怎么這時候離家出走?實在不敢有少許悠閑。
勤奮有為的君子,歸來吧,歸來吧!
聽那隆隆的雷聲,在南山的邊上響起。
怎么這時候離家出走?實在不敢有片刻休息。
勤奮有為的君子。歸來吧,歸來吧!
聽那隆隆的雷聲,在南山的腳下轟鳴。
怎么這時候離家出走?實在不敢有一會暫停。
勤奮有為的君子,歸來吧,歸來吧!
賞析:
《毛序》關于此詩的主題,不僅今文學派的三家無異議,而且后來的解詩者也無大的爭論。雖然所思念的對象不必如《毛詩序》之泥定為大夫,但從詩中所稱君子來看,則這位行役在外者當是統治階級中人,不可能是平民百姓。jz139.Com
據毛傳與鄭箋,前一斯字指君子,后一斯字指此地。朱熹承襲此說,釋為:何此君子獨去此而不敢少暇乎(《詩集傳》)而嚴粲釋云:言殷然之雷聲,在彼南山之南。何為此時速去此所乎?(《詩緝》)從上下文看,后一種說法更為順理成章。感嘆之后,女主人公又轉念為丈夫設身處地著想:只因為了公事,才不敢稍事休息。想到丈夫一心為公事奔忙,故而接下去才有振振君子的贊嘆。毛傳與鄭箋均釋振振為信厚。朱熹亦承此說。姚際恒《詩經通論》云:蓋振為振起、振興意,亦為眾盛意。而王先謙的《詩三家義集疏》訓振振為振奮有為,似更切合情理。這樣振振一詞就成了稱揚其夫君勤奮有為的贊語了。女主人公作出這樣的贊嘆之后,卻發出了歸哉歸哉的呼喚,表明女主人公雖然明白丈夫是為公事奔走,但還是希望他能早早歸來。這種轉折實質上表現了情與理的矛盾沖突。《詩序》稱勸以義,就是著眼于其理的一面,以張揚其倫理教化的意義,但忽視了其情的一面,而且是此詩的主要一面,因而受到后人的質疑。姚際恒在《詩經通論》中批評了《詩序》的這一偏頗:按詩歸哉歸哉,是望其歸之辭,絕不見有勸以義之意。崔述的《讀風偶識》也稱:今玩其詞意,但有思夫之情,絕不見所謂勸義者何在。然而絕不云云又走向了另一個極端,同樣失之偏執。還是朱熹概括得好:于是又美其德,且冀其早畢事而還歸也。(《詩集傳》)近人陳子展《詩經直解》稱此詩既勸以大義,又望其生還,可謂得情理之正者也,誠為中肯之論。

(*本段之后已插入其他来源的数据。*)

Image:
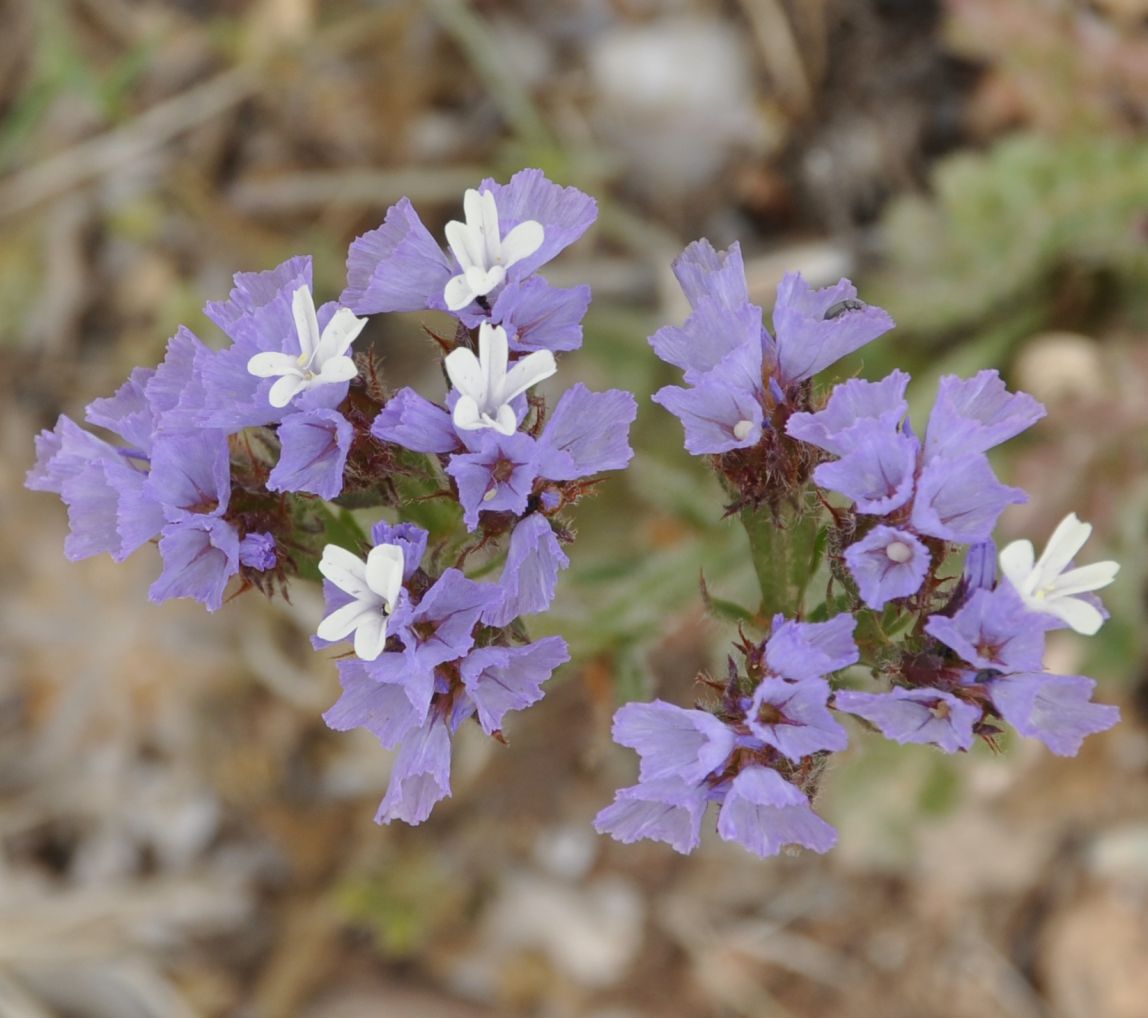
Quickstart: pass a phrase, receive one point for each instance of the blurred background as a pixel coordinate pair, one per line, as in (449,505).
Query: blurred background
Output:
(179,833)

此詩以重章復疊的形式唱出了妻子對丈夫的思念之情,在反覆詠唱中加深了情感的表達。每章均以雷起興,卻變易雷響的地點,不僅寫出了雷聲飄忽不定的特點,而且還引逗出對丈夫行蹤無定的漂泊生活的掛念,誠如胡承珙所云:細繹經文三章,皆言在而屢易其地,正以雷之無定在,興君子之不遑寧居。(《詩經后箋》)遑、息、居三字則層層深入地表現了忠于職守、不敢懈怠的態度。此詩的每一章雖只寥寥數語,卻轉折跌宕,展示了女主人公抱怨、理解、贊嘆、期望等多種情感交織起伏的復雜心態,活現出一位思婦的心理軌跡,堪稱妙筆。初讀此詩會不得要領,或以偏概全,產生上文所述的岐見,因而姚際恒會這樣批評朱熹:夫冀其歸,可也,何必美其德耶!二義難以合并,詩人語意斷不如是。殊不知詩作為心靈的自白,斷不是非此即彼的邏輯推理,可以說詩人之語正當如是。此詩之妙正在于其上下不一的語意轉折,在否定亦復肯定中呈現活的心靈。此外,此詩的語言簡潔樸素,齊言中又有長短相錯,模擬說話的聲口,在一唱三嘆中傾吐衷情,頗為傳神。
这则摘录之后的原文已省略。